The Tassimo was easy to set up. After following the instructions to clean, we started to make our coffees and teas. Throughout the first day of testing, co-workers came up to make their own cups. The following are the pros from several testers:

1. I like that it has a sensor to stop brewing if you move the cup.
2. Convenient. I don’t have to drive to get my coffee in the middle of the day. (We are, after all, testing in a Connecticut office.)
3. Easy clean-up.
4. Making coffee is quicker than going downstairs to the cafeteria!

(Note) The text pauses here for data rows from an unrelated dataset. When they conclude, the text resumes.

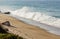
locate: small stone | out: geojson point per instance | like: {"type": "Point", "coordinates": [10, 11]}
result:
{"type": "Point", "coordinates": [7, 23]}
{"type": "Point", "coordinates": [7, 13]}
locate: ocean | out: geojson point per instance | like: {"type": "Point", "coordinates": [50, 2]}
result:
{"type": "Point", "coordinates": [44, 14]}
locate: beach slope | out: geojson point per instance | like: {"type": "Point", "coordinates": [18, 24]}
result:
{"type": "Point", "coordinates": [25, 30]}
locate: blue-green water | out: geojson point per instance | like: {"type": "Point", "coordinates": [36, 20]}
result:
{"type": "Point", "coordinates": [48, 7]}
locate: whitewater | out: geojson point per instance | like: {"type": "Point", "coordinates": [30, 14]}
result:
{"type": "Point", "coordinates": [49, 23]}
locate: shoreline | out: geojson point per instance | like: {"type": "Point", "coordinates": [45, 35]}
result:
{"type": "Point", "coordinates": [28, 31]}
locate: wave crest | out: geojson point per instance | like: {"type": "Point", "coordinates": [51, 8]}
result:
{"type": "Point", "coordinates": [27, 12]}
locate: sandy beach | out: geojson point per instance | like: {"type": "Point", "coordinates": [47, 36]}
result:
{"type": "Point", "coordinates": [25, 30]}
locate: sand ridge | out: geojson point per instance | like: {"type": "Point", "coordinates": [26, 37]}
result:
{"type": "Point", "coordinates": [25, 30]}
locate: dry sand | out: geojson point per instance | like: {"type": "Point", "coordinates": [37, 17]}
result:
{"type": "Point", "coordinates": [26, 31]}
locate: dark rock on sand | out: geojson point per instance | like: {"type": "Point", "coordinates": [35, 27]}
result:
{"type": "Point", "coordinates": [7, 23]}
{"type": "Point", "coordinates": [7, 13]}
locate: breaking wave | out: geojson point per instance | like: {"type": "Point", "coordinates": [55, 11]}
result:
{"type": "Point", "coordinates": [27, 12]}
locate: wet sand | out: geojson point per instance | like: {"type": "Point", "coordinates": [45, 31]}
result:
{"type": "Point", "coordinates": [25, 30]}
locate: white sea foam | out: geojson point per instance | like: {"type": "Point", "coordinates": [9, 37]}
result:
{"type": "Point", "coordinates": [26, 12]}
{"type": "Point", "coordinates": [37, 18]}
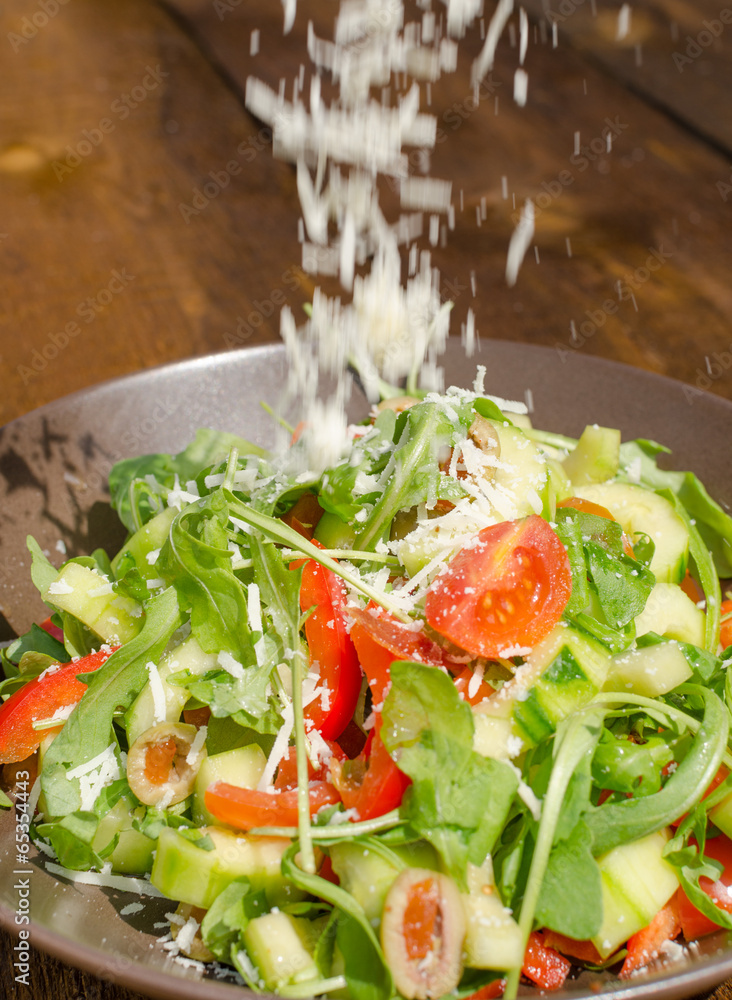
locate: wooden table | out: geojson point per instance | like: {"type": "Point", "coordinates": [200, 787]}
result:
{"type": "Point", "coordinates": [117, 117]}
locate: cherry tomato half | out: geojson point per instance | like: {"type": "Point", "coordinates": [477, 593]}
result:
{"type": "Point", "coordinates": [40, 699]}
{"type": "Point", "coordinates": [507, 588]}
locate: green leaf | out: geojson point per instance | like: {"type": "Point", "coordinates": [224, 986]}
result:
{"type": "Point", "coordinates": [88, 731]}
{"type": "Point", "coordinates": [367, 977]}
{"type": "Point", "coordinates": [413, 476]}
{"type": "Point", "coordinates": [136, 501]}
{"type": "Point", "coordinates": [37, 640]}
{"type": "Point", "coordinates": [458, 800]}
{"type": "Point", "coordinates": [618, 822]}
{"type": "Point", "coordinates": [71, 839]}
{"type": "Point", "coordinates": [196, 560]}
{"type": "Point", "coordinates": [364, 940]}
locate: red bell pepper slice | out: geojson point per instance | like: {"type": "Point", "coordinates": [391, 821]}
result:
{"type": "Point", "coordinates": [332, 652]}
{"type": "Point", "coordinates": [40, 699]}
{"type": "Point", "coordinates": [246, 808]}
{"type": "Point", "coordinates": [644, 946]}
{"type": "Point", "coordinates": [694, 923]}
{"type": "Point", "coordinates": [544, 966]}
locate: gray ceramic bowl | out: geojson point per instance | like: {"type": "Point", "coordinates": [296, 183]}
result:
{"type": "Point", "coordinates": [53, 468]}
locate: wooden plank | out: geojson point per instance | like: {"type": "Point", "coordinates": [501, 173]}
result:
{"type": "Point", "coordinates": [646, 225]}
{"type": "Point", "coordinates": [675, 54]}
{"type": "Point", "coordinates": [114, 129]}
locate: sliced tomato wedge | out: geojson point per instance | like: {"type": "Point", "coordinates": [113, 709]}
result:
{"type": "Point", "coordinates": [332, 652]}
{"type": "Point", "coordinates": [544, 966]}
{"type": "Point", "coordinates": [40, 699]}
{"type": "Point", "coordinates": [644, 946]}
{"type": "Point", "coordinates": [380, 639]}
{"type": "Point", "coordinates": [246, 808]}
{"type": "Point", "coordinates": [694, 923]}
{"type": "Point", "coordinates": [371, 784]}
{"type": "Point", "coordinates": [507, 588]}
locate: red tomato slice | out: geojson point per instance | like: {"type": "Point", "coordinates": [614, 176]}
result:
{"type": "Point", "coordinates": [380, 639]}
{"type": "Point", "coordinates": [644, 946]}
{"type": "Point", "coordinates": [371, 784]}
{"type": "Point", "coordinates": [508, 587]}
{"type": "Point", "coordinates": [695, 924]}
{"type": "Point", "coordinates": [544, 966]}
{"type": "Point", "coordinates": [246, 808]}
{"type": "Point", "coordinates": [40, 699]}
{"type": "Point", "coordinates": [332, 651]}
{"type": "Point", "coordinates": [725, 632]}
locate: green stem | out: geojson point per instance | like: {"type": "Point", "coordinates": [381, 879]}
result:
{"type": "Point", "coordinates": [329, 834]}
{"type": "Point", "coordinates": [278, 531]}
{"type": "Point", "coordinates": [303, 779]}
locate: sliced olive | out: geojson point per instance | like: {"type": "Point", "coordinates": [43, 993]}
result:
{"type": "Point", "coordinates": [422, 933]}
{"type": "Point", "coordinates": [158, 765]}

But for such a compact machine, the Tassimo is pretty loud. It did help with advertising it to the rest of the office because a few of them stopped by to check out the whirring noise that was coming out of the cubicle. The button that starts the quick brewing process looks like a dial, so all the testers kept trying to turn it to skip a step ahead, i.e., to add more water. The designers asked why the buttons couldn’t be separated and labeled clearly.

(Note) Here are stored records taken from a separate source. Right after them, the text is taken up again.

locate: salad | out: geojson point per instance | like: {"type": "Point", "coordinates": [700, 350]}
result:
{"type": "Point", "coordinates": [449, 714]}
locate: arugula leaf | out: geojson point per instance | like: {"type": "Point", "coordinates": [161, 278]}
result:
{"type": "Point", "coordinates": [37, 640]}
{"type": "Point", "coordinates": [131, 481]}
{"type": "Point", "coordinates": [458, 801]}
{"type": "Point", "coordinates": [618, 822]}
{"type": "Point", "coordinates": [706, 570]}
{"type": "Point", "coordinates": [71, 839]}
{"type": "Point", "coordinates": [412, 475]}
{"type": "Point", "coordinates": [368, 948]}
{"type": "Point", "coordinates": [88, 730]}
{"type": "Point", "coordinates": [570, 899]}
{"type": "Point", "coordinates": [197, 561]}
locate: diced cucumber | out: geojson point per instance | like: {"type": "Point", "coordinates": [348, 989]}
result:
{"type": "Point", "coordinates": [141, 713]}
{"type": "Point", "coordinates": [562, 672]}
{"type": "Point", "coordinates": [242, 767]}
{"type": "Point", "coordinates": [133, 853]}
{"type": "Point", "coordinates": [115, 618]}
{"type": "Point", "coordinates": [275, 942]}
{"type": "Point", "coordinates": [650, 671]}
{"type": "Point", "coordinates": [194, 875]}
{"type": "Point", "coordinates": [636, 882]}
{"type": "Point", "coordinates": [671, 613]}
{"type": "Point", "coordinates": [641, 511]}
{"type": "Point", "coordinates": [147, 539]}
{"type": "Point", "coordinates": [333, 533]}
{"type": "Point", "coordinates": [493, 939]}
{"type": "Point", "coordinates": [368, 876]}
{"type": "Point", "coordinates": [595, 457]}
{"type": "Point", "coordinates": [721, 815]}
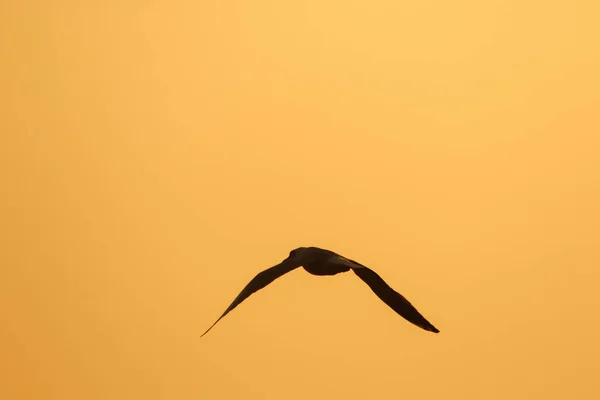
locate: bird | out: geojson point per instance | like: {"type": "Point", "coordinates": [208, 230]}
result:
{"type": "Point", "coordinates": [321, 262]}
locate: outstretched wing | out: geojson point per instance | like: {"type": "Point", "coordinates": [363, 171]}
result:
{"type": "Point", "coordinates": [393, 299]}
{"type": "Point", "coordinates": [260, 281]}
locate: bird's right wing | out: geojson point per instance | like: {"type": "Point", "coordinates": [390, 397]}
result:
{"type": "Point", "coordinates": [261, 280]}
{"type": "Point", "coordinates": [395, 300]}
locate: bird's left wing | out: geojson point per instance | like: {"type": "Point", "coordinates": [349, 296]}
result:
{"type": "Point", "coordinates": [261, 280]}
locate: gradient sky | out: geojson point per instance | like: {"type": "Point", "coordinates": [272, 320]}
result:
{"type": "Point", "coordinates": [156, 155]}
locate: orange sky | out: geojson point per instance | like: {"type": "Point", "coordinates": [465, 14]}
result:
{"type": "Point", "coordinates": [156, 155]}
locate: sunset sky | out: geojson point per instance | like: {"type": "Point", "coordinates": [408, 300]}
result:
{"type": "Point", "coordinates": [156, 155]}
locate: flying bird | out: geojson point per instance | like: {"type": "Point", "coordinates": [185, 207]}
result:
{"type": "Point", "coordinates": [318, 261]}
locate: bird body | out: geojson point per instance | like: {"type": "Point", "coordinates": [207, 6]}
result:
{"type": "Point", "coordinates": [323, 262]}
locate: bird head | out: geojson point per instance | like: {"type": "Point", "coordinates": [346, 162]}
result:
{"type": "Point", "coordinates": [296, 253]}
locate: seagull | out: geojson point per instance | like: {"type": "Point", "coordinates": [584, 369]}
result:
{"type": "Point", "coordinates": [322, 262]}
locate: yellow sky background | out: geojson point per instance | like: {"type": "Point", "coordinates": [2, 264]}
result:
{"type": "Point", "coordinates": [156, 155]}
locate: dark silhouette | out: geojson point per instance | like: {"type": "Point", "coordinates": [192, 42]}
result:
{"type": "Point", "coordinates": [318, 261]}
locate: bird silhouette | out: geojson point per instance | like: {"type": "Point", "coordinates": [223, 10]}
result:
{"type": "Point", "coordinates": [318, 261]}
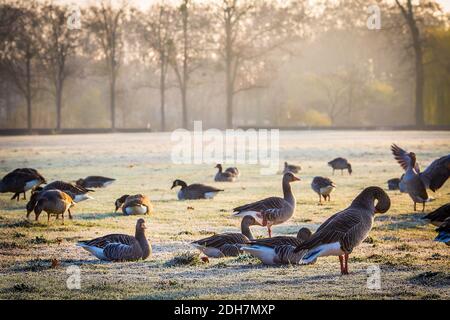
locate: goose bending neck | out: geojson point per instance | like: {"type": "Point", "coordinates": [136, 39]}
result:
{"type": "Point", "coordinates": [246, 222]}
{"type": "Point", "coordinates": [143, 242]}
{"type": "Point", "coordinates": [287, 192]}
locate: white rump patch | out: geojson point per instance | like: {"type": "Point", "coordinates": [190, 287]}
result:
{"type": "Point", "coordinates": [209, 251]}
{"type": "Point", "coordinates": [210, 195]}
{"type": "Point", "coordinates": [266, 254]}
{"type": "Point", "coordinates": [136, 210]}
{"type": "Point", "coordinates": [329, 249]}
{"type": "Point", "coordinates": [254, 214]}
{"type": "Point", "coordinates": [31, 184]}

We were also sent several samples of the beverages: Starbucks, Espresso, milk for latte and cappuccino and Chai. Each came in small pods with a barcode. The Tassimo reads the barcode and magically knows what to do with it. We all loved that when you put the milk pod, it knows to make it frothy for cappuccino, but some worried if they have to waste and throw a pod if the machine deems it unreadable for one reason or another.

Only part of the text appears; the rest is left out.